Ich liebe es, neue und moderne Dinge mit alten zusammenzufügen. Dadurch entstehen besondere und sehr originelle Kombinationen – das gilt sowohl für die Gestaltung von Räumen als auch für Mode und Kleidung. Ich ziehe gerne ein seidenes Vintage-Top an und schlüpfe dazu in Jeans und Turnschuhe. Die alten Sachen bekommen in der modernen Welt damit eine ganz andere Bedeutung, sie werden wiederverwendbar. Ich stehe nicht darauf, Sachen ins Regal zu stellen und ehrfürchtig daran vorbeizuschreiten. Mir gefällt es, wenn alte Dinge weiterhin ihren Zweck erfüllen – die wertvolle Karaffe meiner Urgroßmutter steht bei mir nicht in einer Vitrine, sondern sie dient als Blumenvase. Auch mein uralter Schreibtisch droht nicht zu verstauben – manchmal schreibe ich dort Briefe und höre dabei Reggae. Das größte Vergnügen ist es für mich, neue Dinge und Eindrücke mit alten zu verbinden, der Effekt, der sich dann einstellt, macht mir wirklich große Freude und Spaß.
Solche alten Teile sind bestimmt nicht einfach zu finden. Wo bekommst du beispielsweise die Sachen für deinen Laden her?
In meinem Geschäft ist die Mehrzahl der Dinge neu und folgt aktuellen Trends. Die Kategorie „Vintage-Kleidung“ ist allerdings sehr spezifisch. Die Einkäufe dafür gehören für mich zu den angenehmsten und abenteuerlichsten Beschäftigungen. In Tschechien steckt das Vintage-Geschäft noch in den Kinderschuhen, im Ausland kann man hingegen herrliche Originale bekommen. Die größte Freude habe ich an den Vintage-Dingen, die ich für mich oder für mein Geschäft bei Auslandsreisen entdeckt habe.
Und existiert irgendein konkreter Ort, an dem du Vintage-Produkte suchst oder gibt es vielleicht einen Club für Vintage-Liebhaber in Tschechien oder auch im Ausland, wo man als Anfänger mal hineinschnuppern könnte?

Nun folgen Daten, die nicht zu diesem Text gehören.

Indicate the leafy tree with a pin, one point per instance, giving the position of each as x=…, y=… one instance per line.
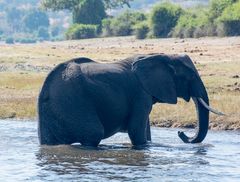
x=217, y=7
x=14, y=16
x=81, y=31
x=35, y=19
x=43, y=33
x=123, y=24
x=85, y=11
x=230, y=20
x=163, y=18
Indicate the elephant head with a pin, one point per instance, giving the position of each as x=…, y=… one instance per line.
x=167, y=77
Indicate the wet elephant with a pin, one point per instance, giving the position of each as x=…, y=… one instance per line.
x=84, y=101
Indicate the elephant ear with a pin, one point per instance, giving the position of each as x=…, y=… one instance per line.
x=156, y=76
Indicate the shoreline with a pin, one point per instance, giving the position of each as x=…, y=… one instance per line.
x=23, y=69
x=213, y=125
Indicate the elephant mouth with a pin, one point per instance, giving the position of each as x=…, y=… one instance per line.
x=208, y=107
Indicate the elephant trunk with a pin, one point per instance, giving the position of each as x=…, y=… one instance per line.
x=203, y=118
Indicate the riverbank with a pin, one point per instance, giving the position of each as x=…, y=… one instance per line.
x=24, y=67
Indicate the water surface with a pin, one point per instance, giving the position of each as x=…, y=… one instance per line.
x=166, y=159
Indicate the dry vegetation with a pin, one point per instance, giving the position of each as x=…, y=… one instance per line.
x=24, y=67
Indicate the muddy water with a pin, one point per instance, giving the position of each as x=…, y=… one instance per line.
x=166, y=159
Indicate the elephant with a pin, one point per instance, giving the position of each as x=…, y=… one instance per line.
x=83, y=101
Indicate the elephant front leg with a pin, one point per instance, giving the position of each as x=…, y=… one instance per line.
x=138, y=125
x=148, y=130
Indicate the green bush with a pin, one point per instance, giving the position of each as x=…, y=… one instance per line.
x=9, y=40
x=43, y=33
x=27, y=41
x=217, y=7
x=107, y=27
x=163, y=18
x=123, y=24
x=230, y=20
x=81, y=31
x=141, y=30
x=194, y=24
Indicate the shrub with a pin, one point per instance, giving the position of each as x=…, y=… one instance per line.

Ein konkreter Ort existiert nicht. Man muss ständig nach neuen Orten suchen, und natürlich habe ich in dieser Hinsicht auch ein gewisses Know-how. Mit einem offiziellen Club für Vintage-Liebhaber kann ich leider nicht dienen. Aber ich denke, dass mein Blog eine Art Treffpunkt für Vintage-Fans ist.
Was war die älteste Sache, die du seit der Eröffnung deines Geschäfts in den Händen hattest?
Die älteste Sache, die ich im Angebot hatte, war eine handgenähte Handtasche aus den 30er Jahren des vergangenen Jahrhunderts; die war dann auch schnell weg. Ein paar solcher Stücke habe ich auch zu Hause – deponiert in einer großen gestreiften Hutschachtel. Manchmal setze ich mich davor hin und weide mich an den schönen Dingen: alte Vintage-Handschuhe, handgenähte, noble Handtaschen, antiker Schmuck oder alte Haarbänder. Kurz und gut – solche typischen Mädchenschätze eben.
Was für Schätze finden sich aktuell in deiner Boutique?
Die Boutique Radost funktioniert auch als E-Shop mit Damen-Mode und Vintage-Kleidung, wobei wir innerhalb von Tschechien und in die Slowakei versenden. Ich bemühe mich, meinen Kunden in meinem Geschäft immer wieder neue Sachen anzubieten, deshalb gibt es die meisten Teile nur in limitierten Kollektionen, die wir immer wieder erneuern. Momentan sind mir insbesondere Retro-Kleider ans Herz gewachsen, die liebe ich ganz einfach.